Et puis, il ne faut pas oublier non plus que Nico, lui aussi, a connu des soucis mécaniques et perdu des points. En Autriche, un changement de boîte l’a obligé à s’élancer cinq places en arrière, tandis qu’en Angleterre, un nouveau problème de transmission lui a coûté dix secondes de pénalité (il avait reçu par radio des conseils non autorisés pour terminer la course) et une place.

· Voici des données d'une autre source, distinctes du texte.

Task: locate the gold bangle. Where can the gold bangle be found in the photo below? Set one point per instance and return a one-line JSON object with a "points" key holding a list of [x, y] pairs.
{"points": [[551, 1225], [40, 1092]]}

En Malaisie, alors qu’il partait en première ligne, Nico a été accroché par Vettel. Il a réussi à remonter troisième après l’abandon de Lewis mais aurait dû gagner cette course, soit une perte sèche de dix unités. Enfin, on se souvient qu’au départ du GP du Mexique, Hamilton a coupé tout droit dans l’herbe au premier freinage en gardant l’avantage sans être pénalisé comme l’a été Verstappen pour la même faute en fin de course. Une sanction aurait pu inverser l’ordre du doublé Mercedes, soit une différence de quatorze unités en faveur du champion du monde. Il y a donc plusieurs manières de refaire l’histoire. On retiendra donc seulement que le champion est celui qui a marqué le plus de points. Et qu’avec 9 victoires, 8 poles et 16 podiums, Rosberg Jr a amplement mérité son titre.

Hamilton risque-t-il une sanction ?

Beaucoup n’ont pas apprécié la manière dont Lewis Hamilton a tenté de faire rebondir le Championnat dimanche en imprimant un rythme volontairement lent. Son comportement n’a donné lieu à aucune sanction ou enquête de la FIA. Certes, il n’a pas donné le meilleur de lui-même en s’envolant comme il aurait pu le faire. Mais il n’a pas bloqué non plus Nico Rosberg qui, à certains moments, bénéficiait du DRS mais n’a pourtant jamais osé tenter la moindre manœuvre sur son équipier. On dira donc que c’était de bonne guerre de la part du Britannique brûlant ses dernières cartouches.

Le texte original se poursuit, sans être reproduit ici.